Après un premier mandat au Parlement européen, cette économiste de formation garde à l’esprit quelques « victoires » dans son domaine de prédilection. Et les travaux ont été riches. Celle qui figure aujourd’hui en quatrième position de la liste PS/Place Publique retient « la taxation minimale des multinationales, on est le premier continent au monde à l’avoir fait », « la sortie du traité de la charte de l’énergie », qui permettait aux investisseurs d’attaquer un Etat devant un tribunal d’arbitrage privé pour une législation qui pénalisait les énergies fossiles, et « la garantie de l’emploi. En France, c’est ce qu’on appelle « territoires zéro chômage de longue durée » », qui permet de répondre aux besoins en emplois non satisfaits dans certaines zones. « C’est une proposition que je portais seule au début, au sein des socio-démocrates. Puis j’ai réussi à convaincre mon groupe politique pour le passage en commission, qui a finalement trouvé que c’était un projet intéressant, et a débloqué un fonds spécifique pour expérimenter », se réjouit la porte-parole de la liste menée par Raphaël Glucksmann.

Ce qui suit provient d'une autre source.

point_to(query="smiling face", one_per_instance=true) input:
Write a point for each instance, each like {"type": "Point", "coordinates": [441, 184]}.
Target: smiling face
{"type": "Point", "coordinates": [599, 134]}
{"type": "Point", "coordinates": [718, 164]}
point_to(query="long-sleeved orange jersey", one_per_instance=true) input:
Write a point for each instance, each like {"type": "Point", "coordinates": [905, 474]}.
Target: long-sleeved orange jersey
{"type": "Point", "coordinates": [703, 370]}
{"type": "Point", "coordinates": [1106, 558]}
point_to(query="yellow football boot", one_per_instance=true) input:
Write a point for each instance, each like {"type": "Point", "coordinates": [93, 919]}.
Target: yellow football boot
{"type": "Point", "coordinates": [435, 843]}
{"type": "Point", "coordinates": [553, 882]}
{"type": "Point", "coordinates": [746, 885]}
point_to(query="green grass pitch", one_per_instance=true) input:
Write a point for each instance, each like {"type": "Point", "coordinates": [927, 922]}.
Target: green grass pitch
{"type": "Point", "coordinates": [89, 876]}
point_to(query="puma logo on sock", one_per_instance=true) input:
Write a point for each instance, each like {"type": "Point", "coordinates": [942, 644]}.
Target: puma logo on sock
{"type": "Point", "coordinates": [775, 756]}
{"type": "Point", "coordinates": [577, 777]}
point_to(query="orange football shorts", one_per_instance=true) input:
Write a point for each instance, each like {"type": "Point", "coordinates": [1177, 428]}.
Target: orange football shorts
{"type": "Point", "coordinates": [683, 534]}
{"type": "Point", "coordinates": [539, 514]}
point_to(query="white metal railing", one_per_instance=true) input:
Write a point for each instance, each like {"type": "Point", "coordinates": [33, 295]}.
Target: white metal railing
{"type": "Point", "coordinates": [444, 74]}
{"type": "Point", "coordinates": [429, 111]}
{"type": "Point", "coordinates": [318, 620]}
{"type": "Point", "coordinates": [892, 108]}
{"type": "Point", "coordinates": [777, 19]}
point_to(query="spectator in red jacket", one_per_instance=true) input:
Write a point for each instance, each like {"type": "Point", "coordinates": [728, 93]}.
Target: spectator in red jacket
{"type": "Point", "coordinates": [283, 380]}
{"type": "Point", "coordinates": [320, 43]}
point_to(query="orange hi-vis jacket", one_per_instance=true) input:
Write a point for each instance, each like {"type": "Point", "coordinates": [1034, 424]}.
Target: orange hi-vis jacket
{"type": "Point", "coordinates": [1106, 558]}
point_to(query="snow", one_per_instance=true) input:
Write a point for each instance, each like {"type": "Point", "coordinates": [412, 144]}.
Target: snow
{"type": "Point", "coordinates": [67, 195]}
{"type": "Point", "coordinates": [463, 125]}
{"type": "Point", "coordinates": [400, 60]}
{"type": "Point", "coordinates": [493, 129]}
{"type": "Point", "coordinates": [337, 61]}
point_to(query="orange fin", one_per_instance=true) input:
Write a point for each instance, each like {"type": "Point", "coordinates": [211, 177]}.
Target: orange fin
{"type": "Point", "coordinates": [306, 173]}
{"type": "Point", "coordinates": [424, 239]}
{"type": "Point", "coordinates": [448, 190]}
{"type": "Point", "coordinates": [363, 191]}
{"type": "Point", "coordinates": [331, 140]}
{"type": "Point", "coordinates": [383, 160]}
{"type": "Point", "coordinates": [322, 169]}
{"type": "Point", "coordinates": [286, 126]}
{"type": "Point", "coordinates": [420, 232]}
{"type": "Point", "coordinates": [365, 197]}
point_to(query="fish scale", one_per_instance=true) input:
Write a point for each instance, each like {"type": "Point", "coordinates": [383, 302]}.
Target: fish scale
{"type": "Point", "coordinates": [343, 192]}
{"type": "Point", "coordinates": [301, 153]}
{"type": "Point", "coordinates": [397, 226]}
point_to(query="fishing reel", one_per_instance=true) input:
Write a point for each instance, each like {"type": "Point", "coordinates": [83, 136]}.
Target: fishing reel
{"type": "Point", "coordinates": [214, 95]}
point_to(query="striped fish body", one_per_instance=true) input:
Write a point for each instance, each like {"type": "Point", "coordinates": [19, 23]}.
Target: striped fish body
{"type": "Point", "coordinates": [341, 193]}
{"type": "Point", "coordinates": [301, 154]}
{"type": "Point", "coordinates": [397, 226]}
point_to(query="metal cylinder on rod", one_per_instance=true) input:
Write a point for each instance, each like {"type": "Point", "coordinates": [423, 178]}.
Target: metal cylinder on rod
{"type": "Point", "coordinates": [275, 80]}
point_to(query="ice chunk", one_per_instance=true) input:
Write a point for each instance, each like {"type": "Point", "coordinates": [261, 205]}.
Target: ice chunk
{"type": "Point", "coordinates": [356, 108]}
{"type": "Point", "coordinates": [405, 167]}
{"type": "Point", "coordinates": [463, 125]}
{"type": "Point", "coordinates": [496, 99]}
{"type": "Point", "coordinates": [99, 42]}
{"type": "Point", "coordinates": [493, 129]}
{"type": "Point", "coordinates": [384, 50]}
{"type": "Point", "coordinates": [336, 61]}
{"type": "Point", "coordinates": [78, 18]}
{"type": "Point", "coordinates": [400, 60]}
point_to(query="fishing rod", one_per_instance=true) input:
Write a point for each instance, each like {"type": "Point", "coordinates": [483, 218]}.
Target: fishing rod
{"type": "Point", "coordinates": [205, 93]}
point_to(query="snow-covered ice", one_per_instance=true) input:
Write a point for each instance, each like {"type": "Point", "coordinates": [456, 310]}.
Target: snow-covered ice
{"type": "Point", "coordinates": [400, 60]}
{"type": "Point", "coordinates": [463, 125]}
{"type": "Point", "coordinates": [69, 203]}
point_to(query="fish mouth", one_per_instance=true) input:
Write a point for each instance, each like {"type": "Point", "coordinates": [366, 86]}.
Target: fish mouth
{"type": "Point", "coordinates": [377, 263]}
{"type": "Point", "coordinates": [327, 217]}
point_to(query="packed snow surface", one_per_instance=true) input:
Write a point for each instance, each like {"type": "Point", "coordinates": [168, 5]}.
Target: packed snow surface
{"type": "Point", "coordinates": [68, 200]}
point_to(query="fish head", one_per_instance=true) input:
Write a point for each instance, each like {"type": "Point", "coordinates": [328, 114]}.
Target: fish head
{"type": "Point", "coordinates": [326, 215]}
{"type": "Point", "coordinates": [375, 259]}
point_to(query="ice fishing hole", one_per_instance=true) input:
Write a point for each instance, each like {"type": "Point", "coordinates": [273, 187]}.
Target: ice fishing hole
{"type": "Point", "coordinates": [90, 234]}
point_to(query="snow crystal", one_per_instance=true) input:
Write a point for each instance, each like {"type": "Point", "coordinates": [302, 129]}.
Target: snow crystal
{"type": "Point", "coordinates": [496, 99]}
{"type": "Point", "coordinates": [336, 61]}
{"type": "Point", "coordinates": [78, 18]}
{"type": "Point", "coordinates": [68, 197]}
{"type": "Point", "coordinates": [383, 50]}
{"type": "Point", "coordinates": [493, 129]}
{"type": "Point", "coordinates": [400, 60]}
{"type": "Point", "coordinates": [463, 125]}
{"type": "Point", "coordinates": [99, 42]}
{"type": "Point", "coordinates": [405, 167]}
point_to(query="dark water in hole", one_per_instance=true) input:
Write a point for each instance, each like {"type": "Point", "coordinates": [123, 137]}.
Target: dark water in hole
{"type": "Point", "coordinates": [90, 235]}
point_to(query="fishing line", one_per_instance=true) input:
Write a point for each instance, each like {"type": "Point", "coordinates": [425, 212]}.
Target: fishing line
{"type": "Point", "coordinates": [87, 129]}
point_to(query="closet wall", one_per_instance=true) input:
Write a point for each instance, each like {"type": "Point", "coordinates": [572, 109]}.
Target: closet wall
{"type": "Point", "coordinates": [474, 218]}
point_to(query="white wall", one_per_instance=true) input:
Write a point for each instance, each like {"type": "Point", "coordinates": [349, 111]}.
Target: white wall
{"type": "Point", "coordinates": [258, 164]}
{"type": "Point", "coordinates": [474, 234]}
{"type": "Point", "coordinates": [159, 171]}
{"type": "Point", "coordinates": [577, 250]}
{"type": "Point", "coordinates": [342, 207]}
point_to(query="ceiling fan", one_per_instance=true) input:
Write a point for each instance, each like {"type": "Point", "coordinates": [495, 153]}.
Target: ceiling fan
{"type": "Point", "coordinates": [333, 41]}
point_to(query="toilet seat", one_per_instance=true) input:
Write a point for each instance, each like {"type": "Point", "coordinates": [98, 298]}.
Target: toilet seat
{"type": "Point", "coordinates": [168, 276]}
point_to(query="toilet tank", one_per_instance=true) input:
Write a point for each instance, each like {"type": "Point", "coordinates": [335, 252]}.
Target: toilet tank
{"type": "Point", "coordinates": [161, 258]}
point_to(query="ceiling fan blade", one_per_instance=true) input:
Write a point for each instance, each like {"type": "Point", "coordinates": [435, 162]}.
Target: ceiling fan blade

Au chapitre des accomplissements, elle évoque aussi « le Green Deal », que citent autant Renaissance, que les écologistes ou… la droite, pour avoir réussi à faire reculer l’ambition sur les pesticides ou les normes. Et les eurodéputés n’en ont pas terminé avec le Pacte vert. « Maintenant, il faut passer la seconde. On l’a fait d’un point de vue normatif, mais il faut faire un plan d’investissement », soutient Aurore Lalucq, avant d’alerter : « Si on fait une pause, comme la droite et l’extrême droite le veulent, la révolution écologique va se faire… mais pas chez nous. Toutes nos entreprises vont filer aux Etats-Unis et en Chine, on condamnera l’emploi sur le continent ».

Aurore Lalucq accuse le gouvernement d’avoir « flingué une réforme » pour plus de régulation dans la finance

Evidemment, tout n’aboutit pas au Parlement européen, où chaque texte est le fruit de longues discussions. « Les échecs, c’est à chaque fois que j’ai eu le gouvernement français contre moi, notamment dans la réglementation bancaire et financière, quand Bercy a décidé de détruire certaines réformes qui allaient vers plus de réglementation », selon la porte-parole de la liste PS/Place Publique. « Emmanuel Macron a dit qu’il fallait revenir sur les accords de Bâle (qui ont renforcé le niveau de fonds propres exigés des banques, après la crise de 2008, afin de les rendre plus solides, ndlr), qu’il fallait les assouplir, alors que ce n’est même pas totalement mis en place », s’inquiète Aurore Lalucq, qui rappelle qu’« il y a un an, il y a pourtant eu une vague de crises dans les banques moyennes, avec le Crédit Suisse ».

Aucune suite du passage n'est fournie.